Question

paired-end reads, idxstats, and samtools and grep

0

Entering edit mode

19 months ago

Bogdan ★ 1.4k

Dear all,

I would appreciate having your insight on the following situation when dealing with a bam file that contains paired end reads of ChIP-seq and a specific spike-in (sequence A).

I do see a discrepancy between the number of sequenceA reported by "samtools idxstats" versus "grep sequenceA". The question is why ?

A. shall I work with the entire bam file, that contained both Read1 and Read2 of paired-end pair (ALL reads), and spike-ins sequence A, and samtools idxstats produces the following output regarding the number of these sequences in the file:

*sequence_A :: 313668

B. Shall I separate the BAM file into 2 bam files that contain either FWD or REV reads, the results of samtools idxstats show 1/2 of the number of sequence A :

<> FWD reads :

"sequence _A : 156713

<> REV reads :

" sequence_A : 156955"

C. So far, so good.
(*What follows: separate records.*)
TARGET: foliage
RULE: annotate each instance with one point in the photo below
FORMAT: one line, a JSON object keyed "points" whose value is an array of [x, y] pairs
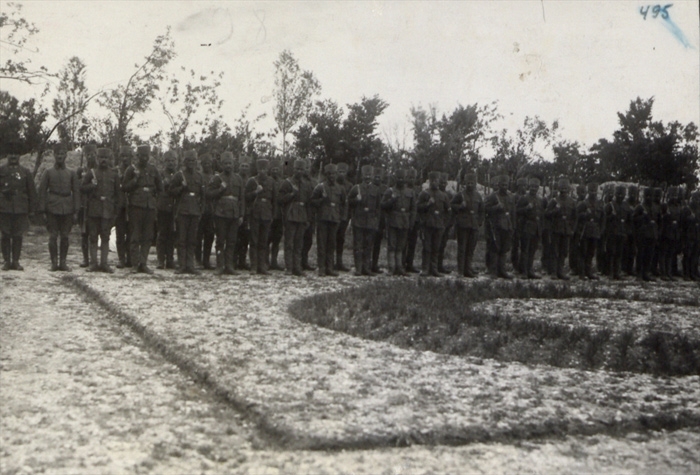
{"points": [[294, 92], [135, 97]]}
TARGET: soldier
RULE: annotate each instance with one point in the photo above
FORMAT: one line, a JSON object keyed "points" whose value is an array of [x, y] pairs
{"points": [[205, 231], [618, 216], [90, 155], [530, 210], [141, 183], [591, 220], [562, 212], [329, 199], [101, 187], [342, 181], [412, 241], [379, 181], [521, 186], [244, 229], [227, 193], [500, 208], [364, 201], [59, 198], [629, 250], [277, 225], [165, 242], [399, 203], [187, 186], [670, 235], [261, 199], [294, 195], [433, 205], [646, 218], [469, 211], [690, 226], [17, 203], [121, 223]]}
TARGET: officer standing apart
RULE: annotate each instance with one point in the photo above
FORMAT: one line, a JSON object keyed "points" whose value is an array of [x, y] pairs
{"points": [[17, 204], [101, 188], [59, 198], [141, 183]]}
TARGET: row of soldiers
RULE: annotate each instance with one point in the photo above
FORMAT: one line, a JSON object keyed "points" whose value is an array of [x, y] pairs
{"points": [[251, 214]]}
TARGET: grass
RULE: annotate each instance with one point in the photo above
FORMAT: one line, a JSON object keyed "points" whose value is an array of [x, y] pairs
{"points": [[440, 316]]}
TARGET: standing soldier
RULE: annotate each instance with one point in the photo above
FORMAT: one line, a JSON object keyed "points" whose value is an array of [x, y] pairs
{"points": [[294, 195], [227, 193], [520, 191], [17, 204], [530, 210], [165, 241], [500, 208], [629, 250], [187, 187], [618, 216], [101, 187], [59, 198], [468, 207], [343, 181], [328, 198], [121, 224], [205, 231], [399, 203], [412, 241], [562, 212], [433, 205], [364, 201], [141, 183], [277, 225], [90, 156], [646, 218], [591, 219], [244, 229], [261, 198]]}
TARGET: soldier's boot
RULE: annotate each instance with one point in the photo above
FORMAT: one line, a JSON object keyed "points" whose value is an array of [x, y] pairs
{"points": [[6, 243], [53, 254], [16, 251], [85, 248], [93, 267], [62, 265]]}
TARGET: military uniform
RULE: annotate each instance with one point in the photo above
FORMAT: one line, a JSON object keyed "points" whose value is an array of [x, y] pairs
{"points": [[468, 209], [59, 198], [227, 194], [17, 201], [141, 183], [261, 201], [101, 188]]}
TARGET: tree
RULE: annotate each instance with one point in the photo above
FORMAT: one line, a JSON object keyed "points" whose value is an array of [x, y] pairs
{"points": [[194, 103], [135, 97], [70, 103], [294, 92], [15, 32]]}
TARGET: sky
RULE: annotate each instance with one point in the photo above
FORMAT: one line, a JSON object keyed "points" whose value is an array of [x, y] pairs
{"points": [[578, 62]]}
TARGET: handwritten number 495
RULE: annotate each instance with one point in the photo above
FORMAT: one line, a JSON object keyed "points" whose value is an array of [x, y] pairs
{"points": [[655, 11]]}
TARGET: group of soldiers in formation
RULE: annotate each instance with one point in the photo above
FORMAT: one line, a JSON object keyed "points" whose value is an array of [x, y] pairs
{"points": [[217, 202]]}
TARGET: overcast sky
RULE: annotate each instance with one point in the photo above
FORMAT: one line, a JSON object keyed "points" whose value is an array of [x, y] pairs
{"points": [[578, 62]]}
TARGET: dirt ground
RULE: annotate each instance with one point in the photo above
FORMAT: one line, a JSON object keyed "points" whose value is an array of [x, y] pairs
{"points": [[80, 393]]}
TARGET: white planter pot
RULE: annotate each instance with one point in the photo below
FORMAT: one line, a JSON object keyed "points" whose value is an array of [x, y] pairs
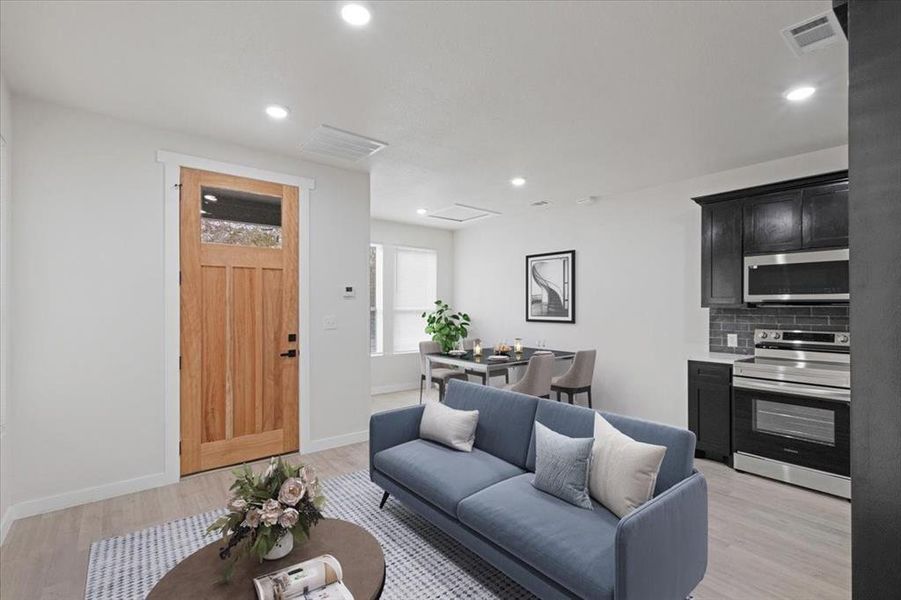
{"points": [[282, 547]]}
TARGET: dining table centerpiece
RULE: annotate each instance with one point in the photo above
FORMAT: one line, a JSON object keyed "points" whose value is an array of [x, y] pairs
{"points": [[268, 512]]}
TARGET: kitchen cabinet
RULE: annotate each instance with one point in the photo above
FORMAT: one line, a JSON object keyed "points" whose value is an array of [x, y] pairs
{"points": [[772, 223], [789, 216], [721, 254], [824, 216], [710, 408]]}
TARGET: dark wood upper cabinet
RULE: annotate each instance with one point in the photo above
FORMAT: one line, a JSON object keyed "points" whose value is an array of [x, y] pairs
{"points": [[824, 216], [721, 255], [772, 223], [801, 214]]}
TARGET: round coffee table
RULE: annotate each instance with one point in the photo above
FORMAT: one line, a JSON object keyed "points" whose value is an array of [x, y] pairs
{"points": [[200, 575]]}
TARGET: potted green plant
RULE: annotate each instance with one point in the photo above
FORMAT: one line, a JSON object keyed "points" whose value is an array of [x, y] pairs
{"points": [[445, 326]]}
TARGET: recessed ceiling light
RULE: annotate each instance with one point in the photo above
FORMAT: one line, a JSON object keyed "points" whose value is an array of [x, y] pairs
{"points": [[800, 93], [276, 112], [355, 14]]}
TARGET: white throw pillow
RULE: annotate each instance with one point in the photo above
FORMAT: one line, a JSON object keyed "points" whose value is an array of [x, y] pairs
{"points": [[623, 471], [449, 426]]}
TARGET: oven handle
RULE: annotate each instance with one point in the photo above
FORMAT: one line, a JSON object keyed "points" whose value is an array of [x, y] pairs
{"points": [[794, 389]]}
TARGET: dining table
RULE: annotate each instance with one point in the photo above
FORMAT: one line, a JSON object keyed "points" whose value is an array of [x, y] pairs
{"points": [[484, 364]]}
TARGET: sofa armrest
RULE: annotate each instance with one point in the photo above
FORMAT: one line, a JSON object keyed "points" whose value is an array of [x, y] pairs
{"points": [[661, 547], [393, 427]]}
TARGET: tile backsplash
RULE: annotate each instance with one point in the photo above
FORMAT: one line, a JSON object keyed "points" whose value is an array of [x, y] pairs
{"points": [[743, 321]]}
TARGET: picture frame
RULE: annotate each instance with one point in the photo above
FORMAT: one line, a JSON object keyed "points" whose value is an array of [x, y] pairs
{"points": [[551, 287]]}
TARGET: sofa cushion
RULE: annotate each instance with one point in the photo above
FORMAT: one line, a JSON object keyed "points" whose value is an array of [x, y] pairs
{"points": [[505, 418], [572, 546], [561, 466], [441, 475], [454, 428], [576, 421]]}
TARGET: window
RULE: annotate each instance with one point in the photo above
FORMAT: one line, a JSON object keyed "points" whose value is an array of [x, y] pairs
{"points": [[415, 290], [375, 299], [240, 218]]}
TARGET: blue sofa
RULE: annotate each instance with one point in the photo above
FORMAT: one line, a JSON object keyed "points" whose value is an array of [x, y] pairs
{"points": [[485, 500]]}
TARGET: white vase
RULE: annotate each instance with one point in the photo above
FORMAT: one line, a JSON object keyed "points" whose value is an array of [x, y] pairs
{"points": [[282, 547]]}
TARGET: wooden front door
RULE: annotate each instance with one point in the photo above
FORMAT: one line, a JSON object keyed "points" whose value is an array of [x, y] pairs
{"points": [[239, 365]]}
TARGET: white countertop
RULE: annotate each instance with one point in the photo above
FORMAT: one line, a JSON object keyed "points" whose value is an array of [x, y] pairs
{"points": [[704, 355]]}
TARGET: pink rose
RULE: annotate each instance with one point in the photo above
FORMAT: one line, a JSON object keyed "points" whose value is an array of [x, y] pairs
{"points": [[272, 510], [292, 491], [289, 518]]}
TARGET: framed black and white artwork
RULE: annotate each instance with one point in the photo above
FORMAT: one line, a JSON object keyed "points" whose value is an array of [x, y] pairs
{"points": [[551, 287]]}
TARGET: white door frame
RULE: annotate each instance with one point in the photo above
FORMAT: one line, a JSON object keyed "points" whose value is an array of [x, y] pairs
{"points": [[172, 293]]}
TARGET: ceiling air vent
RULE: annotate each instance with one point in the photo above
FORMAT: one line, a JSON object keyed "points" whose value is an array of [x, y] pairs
{"points": [[813, 34], [461, 213], [330, 141]]}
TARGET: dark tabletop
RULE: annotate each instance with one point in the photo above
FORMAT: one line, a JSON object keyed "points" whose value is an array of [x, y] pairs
{"points": [[200, 575], [516, 359]]}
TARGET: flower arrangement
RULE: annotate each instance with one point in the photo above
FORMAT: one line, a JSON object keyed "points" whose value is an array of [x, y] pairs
{"points": [[283, 502]]}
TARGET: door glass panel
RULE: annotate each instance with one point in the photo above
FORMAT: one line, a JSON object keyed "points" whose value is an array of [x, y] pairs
{"points": [[791, 420], [799, 278], [240, 218]]}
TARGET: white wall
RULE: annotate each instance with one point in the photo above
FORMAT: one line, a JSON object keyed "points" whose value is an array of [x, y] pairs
{"points": [[393, 372], [6, 483], [637, 281], [88, 295]]}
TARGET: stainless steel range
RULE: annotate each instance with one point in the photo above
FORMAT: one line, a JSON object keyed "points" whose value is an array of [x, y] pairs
{"points": [[791, 409]]}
The question arises when I check the number of Sequence_A in the BAM files with ALL reads, FWD or REV reads, by using "grep" the numbers are :

<> ALL reads :

samtools view ALL_READS.bam | grep "Sequence A" | wc -l :: 130481

<> FWD reads :

samtools view FWD_READS.bam | grep "Sequence A" | wc -l :: 0

<> REV reads :

samtools view REV_READS.bam | grep "Sequence A" | wc -l :: 130481

**

The code that I am using is shown below : 

     samtools view -b -F 4 $FILE -o "${FILE%.bam}.map.bam"

     samtools sort "${FILE%.bam}.map.bam" -o "${FILE%.bam}.map.sort.bam"
     samtools index "${FILE%.bam}.map.sort.bam"
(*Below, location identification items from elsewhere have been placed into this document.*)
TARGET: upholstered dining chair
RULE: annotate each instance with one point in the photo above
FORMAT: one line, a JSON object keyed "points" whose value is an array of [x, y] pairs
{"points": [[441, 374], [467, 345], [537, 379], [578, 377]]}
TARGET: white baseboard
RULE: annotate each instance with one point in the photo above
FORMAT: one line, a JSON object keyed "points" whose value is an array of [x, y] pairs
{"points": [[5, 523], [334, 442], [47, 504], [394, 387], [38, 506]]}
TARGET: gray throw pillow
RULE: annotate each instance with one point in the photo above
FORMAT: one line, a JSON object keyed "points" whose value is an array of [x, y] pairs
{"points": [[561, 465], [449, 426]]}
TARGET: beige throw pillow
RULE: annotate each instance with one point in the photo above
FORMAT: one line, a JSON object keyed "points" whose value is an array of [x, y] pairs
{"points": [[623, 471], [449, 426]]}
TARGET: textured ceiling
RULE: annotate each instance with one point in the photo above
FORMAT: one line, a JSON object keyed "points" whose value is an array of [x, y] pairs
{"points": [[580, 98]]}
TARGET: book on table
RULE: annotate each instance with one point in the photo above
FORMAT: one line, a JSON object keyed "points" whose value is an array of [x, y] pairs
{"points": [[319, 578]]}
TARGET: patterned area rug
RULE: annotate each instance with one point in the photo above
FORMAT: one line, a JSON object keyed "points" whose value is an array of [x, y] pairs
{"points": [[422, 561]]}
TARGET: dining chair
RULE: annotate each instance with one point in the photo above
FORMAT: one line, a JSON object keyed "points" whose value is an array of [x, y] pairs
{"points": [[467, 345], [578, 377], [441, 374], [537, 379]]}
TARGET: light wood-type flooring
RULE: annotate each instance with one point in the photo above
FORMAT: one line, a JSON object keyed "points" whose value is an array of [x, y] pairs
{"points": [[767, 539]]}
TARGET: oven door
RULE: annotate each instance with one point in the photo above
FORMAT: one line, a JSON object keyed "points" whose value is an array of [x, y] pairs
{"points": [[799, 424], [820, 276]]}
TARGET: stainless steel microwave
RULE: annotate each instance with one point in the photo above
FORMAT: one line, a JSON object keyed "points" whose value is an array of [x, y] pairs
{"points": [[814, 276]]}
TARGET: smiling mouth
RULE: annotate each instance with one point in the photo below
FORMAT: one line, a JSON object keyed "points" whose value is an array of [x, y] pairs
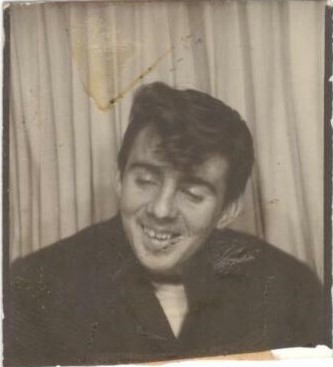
{"points": [[160, 240]]}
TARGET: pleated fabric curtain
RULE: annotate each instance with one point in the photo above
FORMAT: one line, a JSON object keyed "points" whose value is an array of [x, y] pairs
{"points": [[74, 67]]}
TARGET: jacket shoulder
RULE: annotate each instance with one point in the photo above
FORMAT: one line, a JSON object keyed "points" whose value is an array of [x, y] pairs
{"points": [[76, 254], [234, 251]]}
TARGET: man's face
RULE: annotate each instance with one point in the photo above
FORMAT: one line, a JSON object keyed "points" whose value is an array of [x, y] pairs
{"points": [[167, 214]]}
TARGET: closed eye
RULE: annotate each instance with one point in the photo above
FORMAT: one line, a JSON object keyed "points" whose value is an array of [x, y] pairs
{"points": [[143, 181], [197, 198]]}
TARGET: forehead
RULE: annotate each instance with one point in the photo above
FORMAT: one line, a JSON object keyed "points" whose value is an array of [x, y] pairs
{"points": [[144, 149]]}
     samtools idxstats "${FILE%.bam}.map.sort.bam" | tee "${FILE%.bam}.map.sort.idxstats" > /dev/null
     samtools view -h "${FILE%.bam}.map.sort.bam" -o "${FILE%.bam}.map.sort.sam"
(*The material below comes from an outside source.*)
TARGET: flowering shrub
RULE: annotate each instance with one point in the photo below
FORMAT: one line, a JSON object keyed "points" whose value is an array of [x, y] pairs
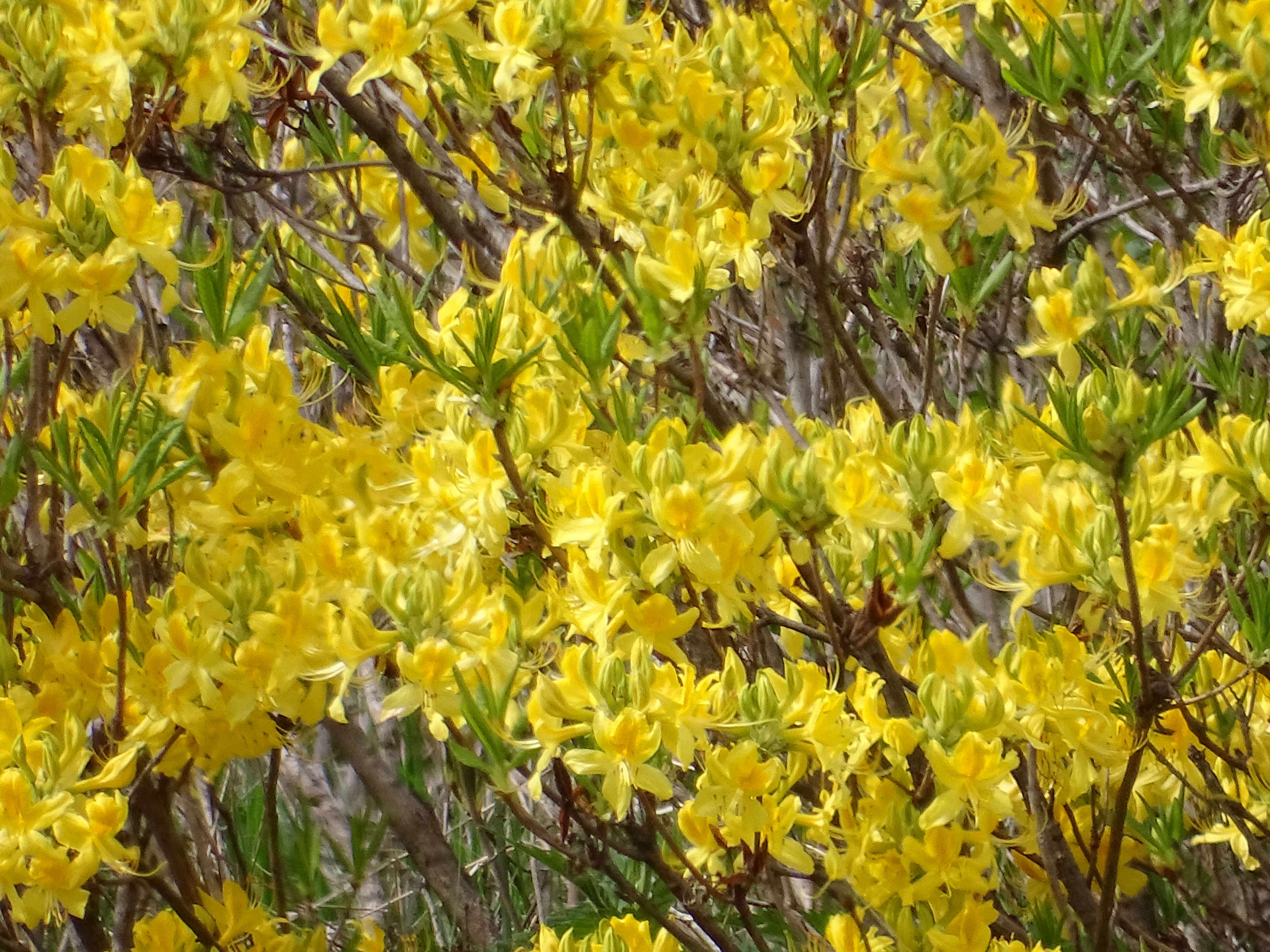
{"points": [[585, 476]]}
      ####################################################################################
     #################################################################################### to separate into FORWARD strand

     samtools view -F 0x10  "${FILE%.bam}.map.sort.bam" -bh -o "${FILE%.bam}.map.sort.fwd.bam"

     samtools index "${FILE%.bam}.map.sort.fwd.bam"
     samtools idxstats "${FILE%.bam}.map.sort.fwd.bam" | tee "${FILE%.bam}.map.sort.fwd.idxstats.txt" > /dev/null

     ####################################################################################
     #################################################################################### to separate into REVERSE strand

     samtools view -f 0x10 "${FILE%.bam}.map.sort.bam" -bh -o "${FILE%.bam}.map.sort.rev.bam"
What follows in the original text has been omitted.